Kapolsek Praya Timur, IPTU Supardi menyebutkan bahwa insiden tersebut hanya kesalahpahaman antara pemuda saja, bukan bentrok atau keributan besar.
“Kejadian tersebut cuma salah paham saja. sudah diselesaikan dan sudah berdamai,” ujar Kapolsek, Sabtu (20/5/2022).
Diketahui, kericuhan itu terjadi antara pemuda dua Desa di Kecamatan Praya Timur Kabupaten Lombok Tengah tersebut terjadi pada saat berlangsungnya acara nyongkolan pada hari Kamis (18/5) lalu, sekira pukul 16.00 wita.
Pemuda dua desa tersebut, yakni pemuda Desa Marong dan pemuda Desa Sengkerang, Kecamatan Praya Timur.
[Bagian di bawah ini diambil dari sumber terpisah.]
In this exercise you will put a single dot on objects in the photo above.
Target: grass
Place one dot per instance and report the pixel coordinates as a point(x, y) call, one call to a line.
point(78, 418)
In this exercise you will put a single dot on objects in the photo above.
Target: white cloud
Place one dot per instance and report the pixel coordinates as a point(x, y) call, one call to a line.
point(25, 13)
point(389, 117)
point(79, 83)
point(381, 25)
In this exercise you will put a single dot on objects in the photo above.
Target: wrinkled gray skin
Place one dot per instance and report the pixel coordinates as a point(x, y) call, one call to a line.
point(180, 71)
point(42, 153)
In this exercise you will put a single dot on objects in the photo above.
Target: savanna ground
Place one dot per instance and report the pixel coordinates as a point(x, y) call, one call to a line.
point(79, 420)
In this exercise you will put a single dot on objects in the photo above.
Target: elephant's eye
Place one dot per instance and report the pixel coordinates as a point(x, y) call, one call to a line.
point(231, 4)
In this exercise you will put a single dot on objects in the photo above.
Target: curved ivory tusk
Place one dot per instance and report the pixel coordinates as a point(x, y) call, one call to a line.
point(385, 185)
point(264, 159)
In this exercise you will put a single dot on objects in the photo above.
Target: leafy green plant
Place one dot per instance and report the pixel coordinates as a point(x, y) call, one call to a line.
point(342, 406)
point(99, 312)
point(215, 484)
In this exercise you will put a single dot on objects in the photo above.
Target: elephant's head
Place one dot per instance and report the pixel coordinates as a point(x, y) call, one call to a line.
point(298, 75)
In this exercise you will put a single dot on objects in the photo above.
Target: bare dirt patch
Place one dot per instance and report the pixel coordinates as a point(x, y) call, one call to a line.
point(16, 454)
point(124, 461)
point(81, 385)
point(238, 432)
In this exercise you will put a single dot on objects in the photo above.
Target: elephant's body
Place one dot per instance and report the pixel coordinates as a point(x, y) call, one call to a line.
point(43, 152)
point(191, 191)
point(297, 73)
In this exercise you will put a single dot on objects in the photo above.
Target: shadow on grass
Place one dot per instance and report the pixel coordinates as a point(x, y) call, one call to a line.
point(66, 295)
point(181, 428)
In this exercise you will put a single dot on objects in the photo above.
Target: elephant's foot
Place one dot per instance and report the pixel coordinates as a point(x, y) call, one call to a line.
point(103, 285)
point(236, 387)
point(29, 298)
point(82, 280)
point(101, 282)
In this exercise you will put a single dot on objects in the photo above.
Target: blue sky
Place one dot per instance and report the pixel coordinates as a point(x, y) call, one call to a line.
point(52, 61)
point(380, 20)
Personel Polsek Praya Timur yang saat itu, melakukan pengamanan dan langsung berhasil meredam keributan tersebut, sehingga iring iringan nyongkolan kembali berlanjut.
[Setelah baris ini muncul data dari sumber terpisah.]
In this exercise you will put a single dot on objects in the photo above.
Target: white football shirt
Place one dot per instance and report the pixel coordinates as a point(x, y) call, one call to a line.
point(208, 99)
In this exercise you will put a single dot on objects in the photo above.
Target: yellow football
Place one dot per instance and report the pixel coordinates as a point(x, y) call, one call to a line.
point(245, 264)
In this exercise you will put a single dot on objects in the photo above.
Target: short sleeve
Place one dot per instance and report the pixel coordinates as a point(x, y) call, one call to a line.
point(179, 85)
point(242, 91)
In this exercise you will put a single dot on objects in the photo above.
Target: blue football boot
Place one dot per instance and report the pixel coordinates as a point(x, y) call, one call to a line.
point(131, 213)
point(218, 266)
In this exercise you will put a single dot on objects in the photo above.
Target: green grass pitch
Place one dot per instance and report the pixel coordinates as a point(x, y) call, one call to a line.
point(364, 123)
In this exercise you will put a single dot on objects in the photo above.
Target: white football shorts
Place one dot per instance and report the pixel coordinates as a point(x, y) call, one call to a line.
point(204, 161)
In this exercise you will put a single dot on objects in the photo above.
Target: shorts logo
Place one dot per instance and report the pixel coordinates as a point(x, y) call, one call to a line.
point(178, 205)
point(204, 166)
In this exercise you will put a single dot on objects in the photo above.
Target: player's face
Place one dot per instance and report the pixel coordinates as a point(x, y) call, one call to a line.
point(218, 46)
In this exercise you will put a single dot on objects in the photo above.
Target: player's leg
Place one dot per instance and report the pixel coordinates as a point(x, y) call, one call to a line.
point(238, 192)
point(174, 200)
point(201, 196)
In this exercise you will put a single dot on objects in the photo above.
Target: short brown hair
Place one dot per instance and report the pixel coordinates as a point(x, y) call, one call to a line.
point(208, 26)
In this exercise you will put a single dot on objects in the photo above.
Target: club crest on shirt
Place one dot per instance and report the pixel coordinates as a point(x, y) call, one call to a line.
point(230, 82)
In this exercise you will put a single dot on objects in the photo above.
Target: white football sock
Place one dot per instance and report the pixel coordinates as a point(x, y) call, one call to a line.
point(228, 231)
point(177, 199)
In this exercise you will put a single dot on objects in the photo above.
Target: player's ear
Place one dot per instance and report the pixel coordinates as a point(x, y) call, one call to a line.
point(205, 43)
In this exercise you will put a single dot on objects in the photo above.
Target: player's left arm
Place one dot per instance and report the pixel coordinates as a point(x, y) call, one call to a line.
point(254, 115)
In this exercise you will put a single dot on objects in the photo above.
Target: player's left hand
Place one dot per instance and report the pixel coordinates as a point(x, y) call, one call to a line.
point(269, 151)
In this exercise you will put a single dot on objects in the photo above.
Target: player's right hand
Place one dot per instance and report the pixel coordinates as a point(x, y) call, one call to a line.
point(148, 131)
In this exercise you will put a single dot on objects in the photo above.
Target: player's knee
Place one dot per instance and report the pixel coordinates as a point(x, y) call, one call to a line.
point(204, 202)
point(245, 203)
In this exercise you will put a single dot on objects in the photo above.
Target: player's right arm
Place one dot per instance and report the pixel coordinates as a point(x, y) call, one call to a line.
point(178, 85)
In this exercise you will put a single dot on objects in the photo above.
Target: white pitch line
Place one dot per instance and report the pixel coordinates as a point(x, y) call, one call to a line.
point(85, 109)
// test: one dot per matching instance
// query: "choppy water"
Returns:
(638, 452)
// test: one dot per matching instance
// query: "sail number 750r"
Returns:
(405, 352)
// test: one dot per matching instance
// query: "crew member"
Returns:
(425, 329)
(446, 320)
Kemudian setelah selesai kegiatan nyongkolan, lalu langsung dilakukan pertemuan atau mediasi antara kedua belah pihak yang dihadiri oleh berbagai pihak.
Mulai dari Bhabinkamtibmas serta Babinsa, perwakilan tokoh pemuda, tokoh adat, tokoh agama serta BKD kedua Desa.
“Untuk mengatisipasi terjadinya gesekan lanjutan, kita langsung melakukan mediasi berjalan,” kata IPTU Supardi.
“Dan Alhamdulillah kedua belah pihak sepakat diselesaikan secara kekeluargaan dan situasi aman terkendali,” tandasnya.